DocumentEmbeddingsServiceImpl

A service that is used by the DocumentEmbeddings processor to generate embeddings for the text in your documents.

To use this service, you must have an embeddings model to use. You can create an embeddings model by using the export_transformers_model.py script, which is included in the IDOL Document Embeddings package. See Generate an Embeddings Model.

Properties

Name Default Value Description
Idol License Service   An IdolLicenseServiceImpl that provides a way to communicate with an IDOL License Server.
Model Path  

The path to the model file to use to generate embeddings.
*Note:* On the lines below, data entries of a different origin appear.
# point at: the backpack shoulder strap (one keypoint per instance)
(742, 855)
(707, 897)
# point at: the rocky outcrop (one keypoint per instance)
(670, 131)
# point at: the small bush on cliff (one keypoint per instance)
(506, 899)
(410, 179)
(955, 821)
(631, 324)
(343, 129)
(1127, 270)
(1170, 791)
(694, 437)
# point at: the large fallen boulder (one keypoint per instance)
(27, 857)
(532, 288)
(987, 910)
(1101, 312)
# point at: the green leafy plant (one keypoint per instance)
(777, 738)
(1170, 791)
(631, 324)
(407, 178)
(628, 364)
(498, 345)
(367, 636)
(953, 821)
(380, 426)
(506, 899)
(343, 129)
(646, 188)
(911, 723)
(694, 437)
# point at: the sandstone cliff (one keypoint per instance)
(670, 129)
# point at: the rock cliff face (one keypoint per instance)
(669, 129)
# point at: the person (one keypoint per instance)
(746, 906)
You create a model file by using the export_transformers_model.py script, which is in the IDOL Document Embeddings package.

Tokenizer Path  

The path to the tokenizer file for your embeddings model.

You create the tokenizer file with the model file by using the export_transformers_model.py script, which is in the IDOL Document Embeddings package.

Model Max Sequence Length  

The maximum chunk size permitted by the model that you use to generate embeddings.

Model Minimum Final Sequence Length   The minimum length of the final chunk of text used to generate embeddings, when multiple embeddings are required for a piece of text.
Model Sequence Overlap  

The length of overlap required for text used to generate successive embeddings, when multiple embeddings are required for a piece of text.

Generate an Embeddings Model

The sentence transformer models use vector models from Hugging Face. The IDOL Document Embeddings ZIP package includes a Python script that you can use to generate model files in a format that NiFi can use to generate your embeddings.

You can choose any sentence-transformer sentencepiece model.

The script export_transformers_model.py is included in the tools directory of the IDOL Document Embeddings ZIP package. This directory also includes a requirements.txt file to allow you to install the necessary dependencies for the script.

To create your model

  1. Install the requirements for the export_transformers_model.py script by using pip with the requirements.txt file. For example:

    pip install -r requirements.txt
  2. Run the export_transformers_model.py script with the following arguments:

    model

    The model to download from Hugging Face.

    model-type The type of model to create. For embedding generation, set this argument to sentence-tranformer.

    You can also optionally set the following arguments:

    output The file name to use for the generated model file. The default value is model.pt.
    output-spiece The file name to use for the sentencepiece tokenizer file. The default value is spiece.model.
    cache The location for the cache for model downloads. The default value is .cache.

    When the script finishes, it outputs the name and location of the model and tokenizer files that it creates. You use these values in your configuration. For example:

    ModelPath: sentence-t5-large.pt
    TokenizerPath: spiece.model